Materials and Methods
This study was conducted under approval by the Partners Human Research Committee (Institutional Review Board of Brigham and Women’s Hospital, Partners Healthcare Systems) for the study involving humans, and by the Harvard Medical Area Standing Committee on Animals for the experimental portion involving animals. All experiments were conducted within the premise of Brigham and Women’s Hospital, Harvard Medical School. All the participants provided their written informed consent to participate in the study according to the approved procedures set forth by the IRB. The overall set-up of the BBI configuration is depicted in Figure 1, which consists of BCI and CBI segments. In the BCI segment, EEG signals obtained from the operator via single-montage surface electrodes are processed by a computer. The synchronization of the EEG signal fluctuation with respect to the external visual stimuli occurs only when the individual actively gazes at the stimulus source (thus, generating the SSVEP). This synchronization manifests itself in the form of increased signal amplitude in the EEG bandwidth corresponding to the specific visual stimulation frequency.”

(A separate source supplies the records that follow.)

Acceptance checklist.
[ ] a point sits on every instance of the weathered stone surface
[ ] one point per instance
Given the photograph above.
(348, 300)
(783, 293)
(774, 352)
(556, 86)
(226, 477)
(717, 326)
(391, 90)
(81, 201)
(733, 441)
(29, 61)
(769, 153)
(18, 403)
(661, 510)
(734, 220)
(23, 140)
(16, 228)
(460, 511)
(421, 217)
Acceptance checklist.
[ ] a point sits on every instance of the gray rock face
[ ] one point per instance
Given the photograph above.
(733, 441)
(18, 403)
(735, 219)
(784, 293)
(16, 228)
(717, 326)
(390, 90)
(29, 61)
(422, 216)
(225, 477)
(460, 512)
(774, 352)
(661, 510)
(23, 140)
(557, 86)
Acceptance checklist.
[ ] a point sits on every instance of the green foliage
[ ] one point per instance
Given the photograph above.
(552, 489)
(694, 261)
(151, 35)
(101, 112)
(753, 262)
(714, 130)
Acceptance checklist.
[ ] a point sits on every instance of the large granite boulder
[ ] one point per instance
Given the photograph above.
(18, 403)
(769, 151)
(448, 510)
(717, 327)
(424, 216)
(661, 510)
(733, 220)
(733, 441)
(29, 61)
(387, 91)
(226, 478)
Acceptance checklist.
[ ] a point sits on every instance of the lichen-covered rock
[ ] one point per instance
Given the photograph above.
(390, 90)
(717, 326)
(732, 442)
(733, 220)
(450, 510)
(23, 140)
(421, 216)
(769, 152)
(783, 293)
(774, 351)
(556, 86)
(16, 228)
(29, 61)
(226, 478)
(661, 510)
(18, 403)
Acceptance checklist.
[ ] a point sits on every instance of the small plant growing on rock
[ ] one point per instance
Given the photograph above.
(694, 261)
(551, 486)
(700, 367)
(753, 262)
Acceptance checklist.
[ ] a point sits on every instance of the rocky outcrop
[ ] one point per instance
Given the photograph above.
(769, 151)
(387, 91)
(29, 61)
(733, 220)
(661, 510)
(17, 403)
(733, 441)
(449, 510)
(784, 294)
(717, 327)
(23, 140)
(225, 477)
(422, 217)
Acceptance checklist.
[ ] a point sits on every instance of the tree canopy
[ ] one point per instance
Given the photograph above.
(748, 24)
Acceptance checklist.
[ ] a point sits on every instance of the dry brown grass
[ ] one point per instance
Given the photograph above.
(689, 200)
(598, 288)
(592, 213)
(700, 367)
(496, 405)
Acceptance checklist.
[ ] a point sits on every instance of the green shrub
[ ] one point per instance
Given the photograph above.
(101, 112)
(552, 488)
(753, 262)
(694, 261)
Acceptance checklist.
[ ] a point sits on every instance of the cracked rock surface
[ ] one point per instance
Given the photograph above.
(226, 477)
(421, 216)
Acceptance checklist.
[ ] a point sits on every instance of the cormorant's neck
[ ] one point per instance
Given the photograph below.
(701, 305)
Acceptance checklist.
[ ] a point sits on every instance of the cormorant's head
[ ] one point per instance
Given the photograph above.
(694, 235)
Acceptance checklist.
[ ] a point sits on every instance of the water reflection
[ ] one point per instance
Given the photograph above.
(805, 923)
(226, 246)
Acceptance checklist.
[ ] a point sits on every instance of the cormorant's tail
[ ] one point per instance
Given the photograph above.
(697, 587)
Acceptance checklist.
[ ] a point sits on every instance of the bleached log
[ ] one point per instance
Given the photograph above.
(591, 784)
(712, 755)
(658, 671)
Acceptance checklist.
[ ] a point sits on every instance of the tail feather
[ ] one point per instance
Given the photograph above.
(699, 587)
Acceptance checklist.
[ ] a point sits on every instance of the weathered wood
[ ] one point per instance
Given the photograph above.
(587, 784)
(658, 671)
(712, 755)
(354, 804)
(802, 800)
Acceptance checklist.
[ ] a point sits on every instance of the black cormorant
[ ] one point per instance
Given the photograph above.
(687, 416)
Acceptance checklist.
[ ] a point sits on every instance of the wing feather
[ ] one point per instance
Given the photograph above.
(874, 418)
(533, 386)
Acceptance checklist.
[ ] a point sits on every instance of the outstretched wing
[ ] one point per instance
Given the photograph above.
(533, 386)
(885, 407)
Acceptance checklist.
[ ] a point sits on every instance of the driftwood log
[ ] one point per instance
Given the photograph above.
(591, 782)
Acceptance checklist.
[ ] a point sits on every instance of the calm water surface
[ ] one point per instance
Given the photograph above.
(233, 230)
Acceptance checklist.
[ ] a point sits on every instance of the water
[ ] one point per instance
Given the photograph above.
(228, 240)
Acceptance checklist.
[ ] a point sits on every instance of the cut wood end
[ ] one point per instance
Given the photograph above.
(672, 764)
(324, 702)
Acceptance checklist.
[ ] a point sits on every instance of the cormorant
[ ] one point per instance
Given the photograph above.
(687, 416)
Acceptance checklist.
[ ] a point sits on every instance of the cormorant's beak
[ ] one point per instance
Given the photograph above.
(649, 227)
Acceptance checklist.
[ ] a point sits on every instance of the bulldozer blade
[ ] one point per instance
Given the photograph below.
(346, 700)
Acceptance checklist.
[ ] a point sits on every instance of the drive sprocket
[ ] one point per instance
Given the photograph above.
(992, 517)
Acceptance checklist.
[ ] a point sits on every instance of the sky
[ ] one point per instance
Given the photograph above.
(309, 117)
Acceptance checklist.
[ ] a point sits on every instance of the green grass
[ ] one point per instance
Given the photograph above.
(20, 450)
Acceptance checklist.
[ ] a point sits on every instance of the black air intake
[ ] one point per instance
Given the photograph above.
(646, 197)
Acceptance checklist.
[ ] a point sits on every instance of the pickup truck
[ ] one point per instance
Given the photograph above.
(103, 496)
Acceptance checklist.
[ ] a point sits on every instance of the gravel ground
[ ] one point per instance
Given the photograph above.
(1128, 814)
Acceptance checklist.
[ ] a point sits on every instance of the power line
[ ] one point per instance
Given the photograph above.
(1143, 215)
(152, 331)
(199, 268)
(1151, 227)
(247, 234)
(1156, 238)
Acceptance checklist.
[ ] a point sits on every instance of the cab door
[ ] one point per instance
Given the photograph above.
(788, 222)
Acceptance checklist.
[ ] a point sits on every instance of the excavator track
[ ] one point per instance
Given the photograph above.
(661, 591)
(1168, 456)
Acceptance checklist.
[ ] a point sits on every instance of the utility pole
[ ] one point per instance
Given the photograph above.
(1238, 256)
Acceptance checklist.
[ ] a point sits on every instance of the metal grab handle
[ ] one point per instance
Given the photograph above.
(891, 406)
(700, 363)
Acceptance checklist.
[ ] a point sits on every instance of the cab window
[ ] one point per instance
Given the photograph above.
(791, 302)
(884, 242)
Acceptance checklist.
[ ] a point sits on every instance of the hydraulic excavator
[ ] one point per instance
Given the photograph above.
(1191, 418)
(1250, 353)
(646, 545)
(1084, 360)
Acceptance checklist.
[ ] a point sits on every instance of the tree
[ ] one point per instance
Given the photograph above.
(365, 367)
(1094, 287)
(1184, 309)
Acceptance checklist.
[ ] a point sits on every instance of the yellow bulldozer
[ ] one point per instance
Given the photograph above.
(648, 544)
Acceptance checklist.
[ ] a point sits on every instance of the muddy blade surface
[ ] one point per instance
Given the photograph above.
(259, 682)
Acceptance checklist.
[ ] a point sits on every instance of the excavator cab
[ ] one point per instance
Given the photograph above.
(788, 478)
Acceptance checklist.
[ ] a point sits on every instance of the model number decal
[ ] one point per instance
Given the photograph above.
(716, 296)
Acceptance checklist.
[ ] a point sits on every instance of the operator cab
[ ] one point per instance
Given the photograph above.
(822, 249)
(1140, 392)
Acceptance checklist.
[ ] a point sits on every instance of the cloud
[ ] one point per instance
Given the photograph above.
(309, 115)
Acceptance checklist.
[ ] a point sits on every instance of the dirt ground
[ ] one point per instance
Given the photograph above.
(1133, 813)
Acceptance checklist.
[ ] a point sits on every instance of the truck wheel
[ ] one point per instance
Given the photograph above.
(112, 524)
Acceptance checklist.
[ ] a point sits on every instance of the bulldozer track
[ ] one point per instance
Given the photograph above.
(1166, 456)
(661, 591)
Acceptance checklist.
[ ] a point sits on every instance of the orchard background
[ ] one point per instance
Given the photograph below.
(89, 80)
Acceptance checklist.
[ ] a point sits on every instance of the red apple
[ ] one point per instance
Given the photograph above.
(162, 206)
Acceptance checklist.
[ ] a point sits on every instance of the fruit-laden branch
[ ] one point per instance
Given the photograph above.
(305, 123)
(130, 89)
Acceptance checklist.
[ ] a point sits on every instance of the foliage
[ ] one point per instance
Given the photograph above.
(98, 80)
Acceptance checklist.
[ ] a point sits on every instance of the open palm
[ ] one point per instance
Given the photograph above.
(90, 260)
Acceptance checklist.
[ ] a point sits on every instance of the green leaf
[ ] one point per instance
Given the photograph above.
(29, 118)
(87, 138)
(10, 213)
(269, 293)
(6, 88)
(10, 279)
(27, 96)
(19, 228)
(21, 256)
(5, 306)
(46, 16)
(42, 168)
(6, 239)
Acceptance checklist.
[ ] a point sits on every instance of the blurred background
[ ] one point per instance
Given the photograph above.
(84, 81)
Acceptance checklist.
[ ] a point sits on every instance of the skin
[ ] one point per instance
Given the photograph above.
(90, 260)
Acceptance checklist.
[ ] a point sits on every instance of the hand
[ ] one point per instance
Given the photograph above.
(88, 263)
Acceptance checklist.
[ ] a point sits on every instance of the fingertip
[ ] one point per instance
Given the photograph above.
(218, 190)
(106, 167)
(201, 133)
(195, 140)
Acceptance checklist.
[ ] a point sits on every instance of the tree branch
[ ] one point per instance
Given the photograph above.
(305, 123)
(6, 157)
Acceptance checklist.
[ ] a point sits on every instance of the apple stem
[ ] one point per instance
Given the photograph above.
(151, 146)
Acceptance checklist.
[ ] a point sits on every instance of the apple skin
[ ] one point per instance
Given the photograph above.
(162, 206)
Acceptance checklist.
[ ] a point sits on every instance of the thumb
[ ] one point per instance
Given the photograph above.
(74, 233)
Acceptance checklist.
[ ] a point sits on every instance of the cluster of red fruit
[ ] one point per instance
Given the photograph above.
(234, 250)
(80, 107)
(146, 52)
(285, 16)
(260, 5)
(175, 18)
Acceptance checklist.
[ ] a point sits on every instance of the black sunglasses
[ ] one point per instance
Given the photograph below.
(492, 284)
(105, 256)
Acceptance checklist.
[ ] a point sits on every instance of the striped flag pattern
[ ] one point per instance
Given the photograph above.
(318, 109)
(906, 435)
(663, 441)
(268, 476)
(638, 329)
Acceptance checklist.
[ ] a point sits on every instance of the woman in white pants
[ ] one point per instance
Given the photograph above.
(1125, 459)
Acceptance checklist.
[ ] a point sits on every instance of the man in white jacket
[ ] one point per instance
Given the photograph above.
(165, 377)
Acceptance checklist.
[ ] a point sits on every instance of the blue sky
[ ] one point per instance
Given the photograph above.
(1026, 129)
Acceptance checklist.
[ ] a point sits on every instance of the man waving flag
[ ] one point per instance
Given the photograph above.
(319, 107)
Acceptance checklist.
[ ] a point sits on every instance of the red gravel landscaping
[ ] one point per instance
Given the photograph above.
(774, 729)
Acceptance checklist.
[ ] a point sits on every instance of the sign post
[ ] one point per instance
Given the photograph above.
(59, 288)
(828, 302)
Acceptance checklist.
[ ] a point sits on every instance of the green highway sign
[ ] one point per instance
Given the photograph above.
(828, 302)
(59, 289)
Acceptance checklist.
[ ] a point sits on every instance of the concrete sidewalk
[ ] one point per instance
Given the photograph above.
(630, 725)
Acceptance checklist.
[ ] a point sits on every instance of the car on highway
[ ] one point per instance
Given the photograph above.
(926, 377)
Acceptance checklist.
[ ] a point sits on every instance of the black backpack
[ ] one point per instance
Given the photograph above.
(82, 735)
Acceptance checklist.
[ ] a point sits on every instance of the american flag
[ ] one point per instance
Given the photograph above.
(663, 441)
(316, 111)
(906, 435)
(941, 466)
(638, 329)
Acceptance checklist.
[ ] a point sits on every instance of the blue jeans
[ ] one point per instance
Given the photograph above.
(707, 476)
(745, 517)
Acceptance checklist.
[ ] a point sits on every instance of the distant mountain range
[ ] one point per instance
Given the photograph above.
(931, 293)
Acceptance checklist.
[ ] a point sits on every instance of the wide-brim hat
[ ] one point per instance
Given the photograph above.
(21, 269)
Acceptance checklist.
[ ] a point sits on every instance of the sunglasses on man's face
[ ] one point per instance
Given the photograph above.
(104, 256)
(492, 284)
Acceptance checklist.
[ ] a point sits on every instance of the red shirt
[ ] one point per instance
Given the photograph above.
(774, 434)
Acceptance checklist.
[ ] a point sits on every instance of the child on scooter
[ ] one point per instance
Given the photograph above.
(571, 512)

SSVEP is a widely-accepted detection mechanism used in the context of BCI. SSVEP signals are generated only when the participant intentionally gazes at the flickering light source, and the user’s act of actively focusing on the flicker source is indispensible to the actuation of the BCI system. Due to robust responses of SSVEP across test subjects, along with high performance accuracy after only a short training period  or even no prior experience , SSVEP is considered to provide excellent alternatives to other EEG-base BCI approaches, for example, P300 component or event-related desynchronization . Once detected by a computer algorithm, the SSVEP subsequently triggers the operation of the FUS-based, non-invasive brain stimulation device that stimulates the motor areas of the rat’s brain. The associated tail movement is recorded for further data analysis.”